The day my water broke- I was home alone sitting at the computer just playing games and then suddenly I felt like I was on my menstrual cycle again and I knew that wasn’t right so I when to the bathroom and saw that the moister coming from me was clear and I knew it was my water. To check I called my aunt who is a labor and delivery nurse and told me what happened and she told me that I was correct and I needed to get the hospital and I told her that I was home alone with no car and she said that she would come and get me but she lives and hour away. So I told her not to worry about it because I could call my brothers, she told me that she would come anyway. But before I called my brothers I called Shaun to tell him that the baby was coming but he was in a concert singing but I called multiple times as soon as he got the message he left the concert and got Lanette and grabbed what they needed. But I got hold of my brothers and they all came home about the same time but my parents were still away and they didn’t have a cellphone to get hold of them on. When my older brother and I were on the way out of the door to go to the hospital my parents showed up and wonder what was going on. With a quick rundown of what just happened my parents quickly told me to grab what they thought I needed and then out the door we went to the hospital.
Once we got to the hospital around 9:30 ish at night probably closer to 10 but we got there and signed papers saying that I was being emitted into the hospital to deliver the baby. I made sure that I went to the bathroom before they did anything to me; after I was done I changed into the hospital gown and laid there in the bed until my aunt, Shaun and Lanette showed up. The birth father was out of state for his brother to graduate from the marines so he wasn’t there and I had no way of getting hold of him. As I was lying in the bed I wanted to see how long I could last before I needed the epidural but they told me that I would have to have to put Pitocin in me to make my contractions harder. After I knew that I wanted the epidural before the Pitocin. Just to let you know the epidural is not that bad I am even afraid of needles and I didn’t really feel a thing. But anyway when I had the epidural in I searched for the birth fathers hotel to tell him that my water broke and I was going into labor. I found the hotel but I couldn’t find the phone number so Shaun finished it for me and got him on the phone for me so I could talk to him. With a long discussion the birth father got on an airplane to get to the hospital to be there for me even if he wasn’t going to be there when the baby was born. Knowing that he was on his way I could start relaxing before I had to start pushing the baby out.

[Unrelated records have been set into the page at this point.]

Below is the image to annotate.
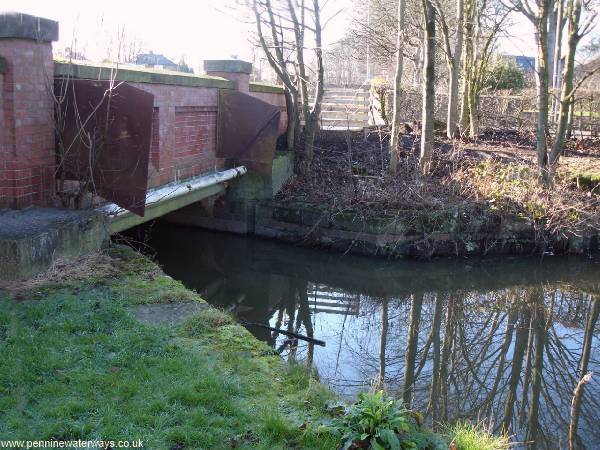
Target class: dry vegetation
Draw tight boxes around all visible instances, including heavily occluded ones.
[279,131,600,241]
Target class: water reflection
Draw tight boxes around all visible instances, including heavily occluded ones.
[137,226,600,449]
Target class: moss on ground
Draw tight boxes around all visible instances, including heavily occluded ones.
[0,249,336,449]
[0,247,508,450]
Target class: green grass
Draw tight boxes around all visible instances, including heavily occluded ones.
[0,248,336,450]
[446,422,510,450]
[0,248,506,450]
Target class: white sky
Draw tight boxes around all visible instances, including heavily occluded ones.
[2,0,535,69]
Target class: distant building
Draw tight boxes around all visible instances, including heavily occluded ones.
[575,57,600,91]
[135,52,177,70]
[502,55,535,75]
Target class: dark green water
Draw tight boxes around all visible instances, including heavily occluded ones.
[137,225,600,449]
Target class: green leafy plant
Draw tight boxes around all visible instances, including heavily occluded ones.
[329,391,416,450]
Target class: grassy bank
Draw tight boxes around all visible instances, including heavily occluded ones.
[0,249,506,450]
[276,130,600,258]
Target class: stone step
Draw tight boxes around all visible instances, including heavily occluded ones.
[325,89,369,97]
[310,97,369,105]
[321,102,369,111]
[321,111,369,120]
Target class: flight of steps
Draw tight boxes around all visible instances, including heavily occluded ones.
[314,87,369,130]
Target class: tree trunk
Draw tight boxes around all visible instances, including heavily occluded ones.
[419,0,436,174]
[284,89,299,151]
[300,0,324,175]
[446,0,464,139]
[460,0,475,134]
[392,0,405,172]
[550,0,564,124]
[549,0,582,174]
[536,7,550,185]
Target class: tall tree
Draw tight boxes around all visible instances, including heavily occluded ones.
[251,0,324,173]
[436,0,465,139]
[419,0,436,174]
[390,0,406,172]
[548,0,591,174]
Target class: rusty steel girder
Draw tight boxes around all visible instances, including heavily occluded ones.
[54,78,154,216]
[217,89,281,176]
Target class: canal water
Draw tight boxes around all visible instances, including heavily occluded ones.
[137,224,600,449]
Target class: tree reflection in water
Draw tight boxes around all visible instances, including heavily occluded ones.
[144,228,600,449]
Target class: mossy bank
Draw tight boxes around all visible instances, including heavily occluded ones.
[0,247,506,450]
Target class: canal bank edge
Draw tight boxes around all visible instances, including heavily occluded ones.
[0,247,447,449]
[254,200,599,259]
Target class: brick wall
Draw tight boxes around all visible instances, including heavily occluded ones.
[248,89,287,134]
[0,39,55,208]
[131,83,223,187]
[0,43,287,208]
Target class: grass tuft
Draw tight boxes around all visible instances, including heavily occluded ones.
[445,421,510,450]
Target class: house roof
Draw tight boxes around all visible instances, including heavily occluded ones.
[135,53,177,66]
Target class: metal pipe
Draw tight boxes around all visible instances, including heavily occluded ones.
[98,166,247,217]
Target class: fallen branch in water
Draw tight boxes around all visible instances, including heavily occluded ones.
[241,322,325,347]
[569,372,593,450]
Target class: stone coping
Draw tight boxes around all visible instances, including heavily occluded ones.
[250,81,285,94]
[204,59,252,74]
[0,12,58,42]
[54,60,234,89]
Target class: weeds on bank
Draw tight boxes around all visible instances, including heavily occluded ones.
[0,250,336,450]
[445,421,510,450]
[0,248,506,450]
[324,391,446,450]
[452,159,600,237]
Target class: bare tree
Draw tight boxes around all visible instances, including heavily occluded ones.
[390,0,406,172]
[435,0,465,139]
[460,0,510,139]
[419,0,436,174]
[251,0,324,173]
[549,0,595,172]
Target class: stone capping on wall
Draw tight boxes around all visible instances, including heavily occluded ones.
[204,59,252,75]
[250,81,285,94]
[54,60,234,89]
[0,12,58,42]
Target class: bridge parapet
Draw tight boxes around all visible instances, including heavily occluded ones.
[0,13,287,214]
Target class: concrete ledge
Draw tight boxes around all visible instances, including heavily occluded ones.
[0,208,109,280]
[103,166,246,233]
[54,61,234,89]
[250,81,285,94]
[0,12,58,42]
[204,59,252,74]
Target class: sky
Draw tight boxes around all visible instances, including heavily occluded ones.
[2,0,535,69]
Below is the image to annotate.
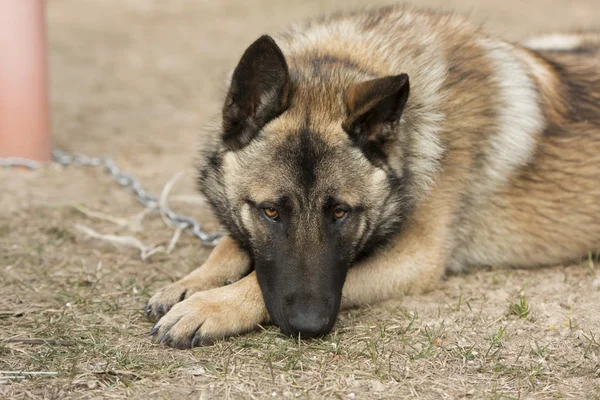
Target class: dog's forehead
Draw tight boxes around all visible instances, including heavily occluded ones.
[226,121,382,205]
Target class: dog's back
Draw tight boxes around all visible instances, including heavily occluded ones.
[278,6,600,269]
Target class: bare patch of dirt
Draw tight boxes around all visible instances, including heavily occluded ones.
[0,0,600,399]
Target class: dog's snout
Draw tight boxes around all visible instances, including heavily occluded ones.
[282,296,335,337]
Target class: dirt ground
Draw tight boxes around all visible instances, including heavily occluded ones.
[0,0,600,399]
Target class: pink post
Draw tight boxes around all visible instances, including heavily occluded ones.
[0,0,50,161]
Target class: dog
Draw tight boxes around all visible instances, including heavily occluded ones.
[146,5,600,348]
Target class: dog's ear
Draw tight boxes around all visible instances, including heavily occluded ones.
[223,35,290,150]
[342,74,410,156]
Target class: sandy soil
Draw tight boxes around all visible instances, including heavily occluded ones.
[0,0,600,399]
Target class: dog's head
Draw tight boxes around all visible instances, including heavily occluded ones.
[200,36,420,336]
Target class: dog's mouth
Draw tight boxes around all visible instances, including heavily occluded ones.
[266,298,339,338]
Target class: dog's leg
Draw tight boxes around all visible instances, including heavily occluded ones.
[146,236,251,321]
[150,272,269,349]
[151,194,452,348]
[151,217,444,348]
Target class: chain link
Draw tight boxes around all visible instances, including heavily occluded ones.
[0,149,223,247]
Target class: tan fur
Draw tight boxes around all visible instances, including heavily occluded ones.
[150,7,600,346]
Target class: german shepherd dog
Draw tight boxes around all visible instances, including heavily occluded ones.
[146,6,600,348]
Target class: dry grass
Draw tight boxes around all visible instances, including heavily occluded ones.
[0,198,600,399]
[0,0,600,399]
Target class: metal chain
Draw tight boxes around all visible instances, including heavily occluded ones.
[0,149,223,247]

The nurse continued to check the monitors every 15 to 30 minutes. As it got closer the nurse kept on checking how much I was dilated but she couldn’t feel how much I was dilated to so she came back later and told me that I was already dilated. But, I had to wait because the doctor was in an emergency C-section so I couldn’t start pushing yet. So I waited until the doctor was finished but the nurse thought I couldn’t wait any longer so she told me that I had to start pushing. When they try to put the stirrups up to put my feet in the right stirrup was broken so Lanette was holding up my leg for a while until my leg got heavy because of my dead weight so my mom took over. After 10 to 15 minutes of pushing the nurse told me that the baby was about to crown where you can see the top of the head and that I needed to stop pushing because she didn’t want to catch the baby. I will tell you right now once you start pushing there is no way of stopping. Luckily, the doctor came in I can’t really remember what she said but she was glad that I started pushing already. As my doctor came in she told me what to do with sets of breathing and pushing, it was 10 seconds of pushing and three to four deep breaths. Than 22 to 25 minutes of pushing and 11 hours of labor, the little baby girl we will always love finally came into the world.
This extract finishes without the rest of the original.